Ignaz Brüll (November 7, 1846 – September 17, 1907) was an Austrian pianist and composer.
Ignaz Brüll was born the eldest son of a prosperous Jewish merchant family in the Moravian provincial town of Prostějov (Prossnitz). In 1850 he moved with his parents to Vienna, which became the centre of his life and work. Brüll was originally destined to take over his father's business, but because of his precocious gifts he also received a thorough musical education. He studied the piano with Julius Epstein, and composition with Johann Rufinatscha and Felix Otto Dessoff. An enthusiastic assessment when he was fourteen years old from Anton Rubinstein proved the decisive factor in his dedication to a musical career.
In 1864 he wrote his first opera, Die Bettler von Samarkand, and submitted it to the Court Theatre in Stuttgart, capital of Württemberg. At the end of 1866 he went there to supervise the production in person. Sadly, his plans came to nothing, and the score disappeared into the archives. Brüll nevertheless achieved significant successes with his First Serenade for Orchestra and with performances at the piano.
In the next fifteen years he made numerous concert tours which took him not only to musical centres such as Prague, Breslau, Berlin, Munich, Frankfurt, Dresden, and Leipzig, but also to the remotest areas of the Habsburg monarchy and of Germany. Between tours he gave regular concerts in Vienna. In 1871 he was offered a Professorship for Piano at the Stern Conservatory in Berlin, which he refused, to avoid separation from his family. He taught from 1872 at the Horak Piano Schools, one of Vienna's greatest private musical institutions, and became their artistic director in 1881. In the 1890s he refused an appointment to the Vienna Conservatory.
The sensational success of his second opera, Das goldene Kreuz, first performed on 22 December 1875 in Berlin, propelled Brüll from obscurity into the foremost ranks of contemporary composers. It also boosted his career as a pianist. The London publisher Chappell & Co. engaged him early in 1878 for two concerts in England. At the same time, the impresario Carl Rosa was preparing a production of Das goldene Kreuz which had its London premiere at the Adelphi Theatre on 2 March. On 28 January Brüll made his debut in a "Monday Popular Concert" which was such a success that it was followed by more than twenty further appearances in London, Liverpool, and Manchester. He visited England again in 1881, between 31 January and 9 March, and gave eight concerts with the usual good response.
The two concert tours to England marked the highest points in Brüll's career as a virtuoso. In the following years he sharply reduced the number of his public performances to concentrate more on composition. After his marriage in 1882 to Marie Schosberg, the daughter of a Viennese banker, his house became a social focal point in the city.

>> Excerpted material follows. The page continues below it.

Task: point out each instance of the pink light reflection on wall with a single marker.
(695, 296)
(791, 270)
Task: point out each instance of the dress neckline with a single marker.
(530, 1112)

He built up a large circle of friends, including Johannes Brahms, Carl Goldmark, Julius Epstein, Robert Fuchs, Anton Door, Richard Neuberger, Ludwig Rottenberg, Richard von Perger, Eusebius Mandyczewski, Eduard Hanslick, Gustav Mahler, Theodor Billroth, and Joseph Breuer. He spent the summer months with his family in Upper Austria, initially in Ischl, and from 1890 in Unterach on the Attersee where he built his own holiday home, the "Berghof". This too became a magnet for musicians, artists, and literary figures.
As a composer Brüll remained faithful to the models which had brought him success in his early years, and flatly refused to have anything to do with new developments. He thereby placed himself in growing opposition to his time, but he nevertheless received many tributes on 7 November 1906, the occasion of his sixtieth birthday. When he unexpectedly died only a few months later, on 17 September 1907, the public mourned him as a serious musician whose artistic endeavours had always shown integrity and sincerity. Das goldene Kreuz kept his name alive for the following decades, until the Nazi ban on all Jewish artists finally swept it from the stage.
In 2007, for the centenary of Brüll's death, Brüll Re-Discovery and CD label Cameo Classics embarked on a recording project to make Brüll's orchestral works known to a wider audience. His Symphony Op.31, the Serenade No.1 Op.29, Overture Macbeth, and the Violin Concerto in A minor Op.41 were recorded, along with compositions for piano.